Felipe Escalante Ceballos
Foto: Enrique Osorno
La Jornada Maya
Lunes 20 de mayo, 2019
Una mañana de 1976 se extendió un rumor en la antigua Penitenciaría Juárez. Se había fugado el [i]Chop[/i] (tuerto) Santamaría, peligroso recluso con numerosos antecedentes por homicidio y lesiones.
Era fama que cuando los agentes de la policía judicial del estado recibían la orden de detener a Santamaría, antes de cumplir con su cometido se dirigían a la iglesia más cercana para confesarse y comulgar.
Para ejecutar una orden de aprehensión contra [i]El Chop[/i], la procuraduría de Justicia enviaba cinco o seis elementos, cuando que en otros casos bastaban dos policías para lograr la captura del acusado. El violento sujeto era temible.
Un par de días después de la supuesta evasión, los detectives de la policía judicial esclarecieron el asunto.
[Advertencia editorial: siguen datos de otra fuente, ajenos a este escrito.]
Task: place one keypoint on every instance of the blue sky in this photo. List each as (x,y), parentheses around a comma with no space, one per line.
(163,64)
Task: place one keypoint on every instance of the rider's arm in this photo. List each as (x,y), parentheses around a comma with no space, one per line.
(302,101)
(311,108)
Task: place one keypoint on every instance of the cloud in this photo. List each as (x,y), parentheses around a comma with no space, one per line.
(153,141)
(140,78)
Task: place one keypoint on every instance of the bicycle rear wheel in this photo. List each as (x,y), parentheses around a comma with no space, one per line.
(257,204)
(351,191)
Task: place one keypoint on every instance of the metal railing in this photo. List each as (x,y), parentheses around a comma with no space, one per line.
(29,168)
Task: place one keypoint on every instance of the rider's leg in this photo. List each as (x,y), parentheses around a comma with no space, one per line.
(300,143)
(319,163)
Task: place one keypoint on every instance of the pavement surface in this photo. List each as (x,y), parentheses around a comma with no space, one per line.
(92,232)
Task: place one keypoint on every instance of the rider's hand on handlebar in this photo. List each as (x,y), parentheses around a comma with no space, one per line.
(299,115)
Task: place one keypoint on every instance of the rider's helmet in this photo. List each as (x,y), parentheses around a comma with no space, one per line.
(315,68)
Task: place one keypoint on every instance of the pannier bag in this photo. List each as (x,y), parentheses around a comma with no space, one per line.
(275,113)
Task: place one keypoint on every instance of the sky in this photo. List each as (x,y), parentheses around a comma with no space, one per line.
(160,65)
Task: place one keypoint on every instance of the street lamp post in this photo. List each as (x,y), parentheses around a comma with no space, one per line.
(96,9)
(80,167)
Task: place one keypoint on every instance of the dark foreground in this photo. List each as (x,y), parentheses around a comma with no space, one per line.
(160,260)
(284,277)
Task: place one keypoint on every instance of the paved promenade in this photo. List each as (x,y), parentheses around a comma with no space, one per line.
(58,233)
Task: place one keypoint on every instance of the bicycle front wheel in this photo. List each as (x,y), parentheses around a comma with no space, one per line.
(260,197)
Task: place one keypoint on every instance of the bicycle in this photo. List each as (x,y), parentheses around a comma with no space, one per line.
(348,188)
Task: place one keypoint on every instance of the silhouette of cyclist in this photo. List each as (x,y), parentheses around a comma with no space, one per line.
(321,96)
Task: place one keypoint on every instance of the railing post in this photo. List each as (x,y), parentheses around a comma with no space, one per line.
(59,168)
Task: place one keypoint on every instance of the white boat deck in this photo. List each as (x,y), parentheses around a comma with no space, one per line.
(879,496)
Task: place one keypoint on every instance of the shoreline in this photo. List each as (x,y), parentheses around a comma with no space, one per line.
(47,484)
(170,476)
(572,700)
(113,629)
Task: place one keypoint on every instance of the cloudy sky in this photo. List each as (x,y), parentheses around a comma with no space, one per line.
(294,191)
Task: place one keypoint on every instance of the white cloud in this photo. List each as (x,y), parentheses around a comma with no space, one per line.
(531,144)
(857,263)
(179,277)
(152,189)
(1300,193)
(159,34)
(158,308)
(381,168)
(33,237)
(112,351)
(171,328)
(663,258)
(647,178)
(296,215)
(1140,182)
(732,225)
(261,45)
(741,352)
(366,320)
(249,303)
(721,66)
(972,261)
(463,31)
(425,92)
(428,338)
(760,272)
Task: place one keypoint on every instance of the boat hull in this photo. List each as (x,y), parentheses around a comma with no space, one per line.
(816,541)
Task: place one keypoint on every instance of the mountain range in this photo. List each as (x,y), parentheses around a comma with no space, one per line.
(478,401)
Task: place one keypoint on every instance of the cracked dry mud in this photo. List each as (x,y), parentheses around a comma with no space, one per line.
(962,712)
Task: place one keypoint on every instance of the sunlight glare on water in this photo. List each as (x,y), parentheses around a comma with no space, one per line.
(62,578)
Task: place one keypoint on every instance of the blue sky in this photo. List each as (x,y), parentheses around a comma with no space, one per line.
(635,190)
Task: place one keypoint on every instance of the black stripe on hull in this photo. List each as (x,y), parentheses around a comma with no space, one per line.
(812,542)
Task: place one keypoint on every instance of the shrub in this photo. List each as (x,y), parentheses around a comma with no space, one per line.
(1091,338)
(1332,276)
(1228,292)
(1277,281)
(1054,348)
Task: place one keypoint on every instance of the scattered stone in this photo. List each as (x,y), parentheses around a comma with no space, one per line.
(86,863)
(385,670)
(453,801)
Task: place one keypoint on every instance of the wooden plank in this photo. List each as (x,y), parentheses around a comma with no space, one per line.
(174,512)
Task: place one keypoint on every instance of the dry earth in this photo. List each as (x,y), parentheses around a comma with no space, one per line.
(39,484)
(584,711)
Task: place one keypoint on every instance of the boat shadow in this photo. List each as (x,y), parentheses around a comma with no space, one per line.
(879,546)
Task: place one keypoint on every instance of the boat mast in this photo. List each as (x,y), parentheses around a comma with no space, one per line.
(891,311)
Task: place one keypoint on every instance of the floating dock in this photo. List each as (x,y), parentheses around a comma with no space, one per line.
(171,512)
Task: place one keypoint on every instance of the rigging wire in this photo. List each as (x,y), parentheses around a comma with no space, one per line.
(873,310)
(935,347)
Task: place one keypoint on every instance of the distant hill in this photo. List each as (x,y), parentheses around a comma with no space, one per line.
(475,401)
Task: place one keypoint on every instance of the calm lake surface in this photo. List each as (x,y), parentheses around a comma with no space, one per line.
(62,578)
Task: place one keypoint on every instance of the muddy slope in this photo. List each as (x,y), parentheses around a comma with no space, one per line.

No había tal fuga: el cuerpo de Santamaría apareció flotando en las pestilentes y negras aguas del enorme sumidero del penal, donde convergían los drenajes de todo el edificio.
El cadáver del [i]Chop[/i] tenía alrededor del cuello una cuerda de hilo de henequén, con la que había sido ahorcado, según se dijo en el resultado de la autopsia practicada poco después.
Hechas las indagaciones correspondientes, los investigadores señalaron como responsables a dos reclusos, Marcelino y Ambrosio, quienes tramaron dar muerte a su compañero de presidio como venganza porque tiempo atrás el [i]Chop[/i] había abusado sexualmente de la hermana de uno de ellos.
Dada la capacidad combativa de Santamaría, era imposible que Ambrosio y Marcelino pudieran enfrentarlo, por lo que urdieron una treta para privarlo de la vida.
Como por su enemistad con Santamaría el hermano de la abusada no podía acercarse a él, el otro recluso se prestó a la traición. Una noche, cuando las luces del interior del penal ya se habían apagado y la guardia se había retirado, Ambrosio se acercó sigilosamente al Chop y le dijo que podían huir de la prisión, pues él había visto una posible ruta de escape.
Por indicación de Ambrosio ambos reos salieron al patio del penal, procurando no ser vistos por los centinelas que vigilaban desde los techos del reclusorio. Mientras su compinche señalaba un árbol, un muro saliente y otras partes de la edificación que podían ser escalados, Santamaría se distrajo observando los lugares indicados por su compañero.
En eso, Marcelino, que había permanecido agazapado en las sombras, con una larga soga de henequén rodeó rápidamente el cuello del [i]Chop[/i]. Cada uno de los conjurados sujetó un extremo del cordel, procurando quedar fuera del alcance de la víctima y entre los dos tiraron de la cuerda fuertemente, hasta ahorcar a su enemigo. Consumado el crimen, arrojaron el cuerpo al sumidero donde fue hallado dos días más tarde.
Consignados los hechos al juzgado 1º de defensa social, del cual yo era el titular, me dispuse a recibir las declaraciones de los homicidas en la secretaría del tribunal, pues en ese entonces el edificio carecía de rejillas para prácticas y el juzgador tomaba conocimiento directo de los presuntos criminales.
Como únicamente el juez y el actuario pertenecíamos al género masculino, en tanto que la secretaria del juzgado y las tres escribientes eran del bello sexo, para llevar al cabo la diligencia solicité auxilio al director del penal, quien me proporcionó a otros dos reclusos –según él, de su entera confianza-, para custodiar a los homicidas durante sus respectivas declaraciones.
Por fortuna, tanto Marcelino como Ambrosio serenamente reconocieron su responsabilidad en el crimen y la práctica judicial transcurrió sin incidentes, a pesar de que por la peligrosidad de los acusados el nerviosismo del personal del juzgado era evidente.
Qué bueno que se ha creado la figura del juez de ejecución de sentencia -encargado, entre otras cosas, de vigilar las relaciones entre los presos-, para dar seguridad a los propios reclusos y evitar, en lo posible, otro atentado como el homicidio del Chop Santamaría.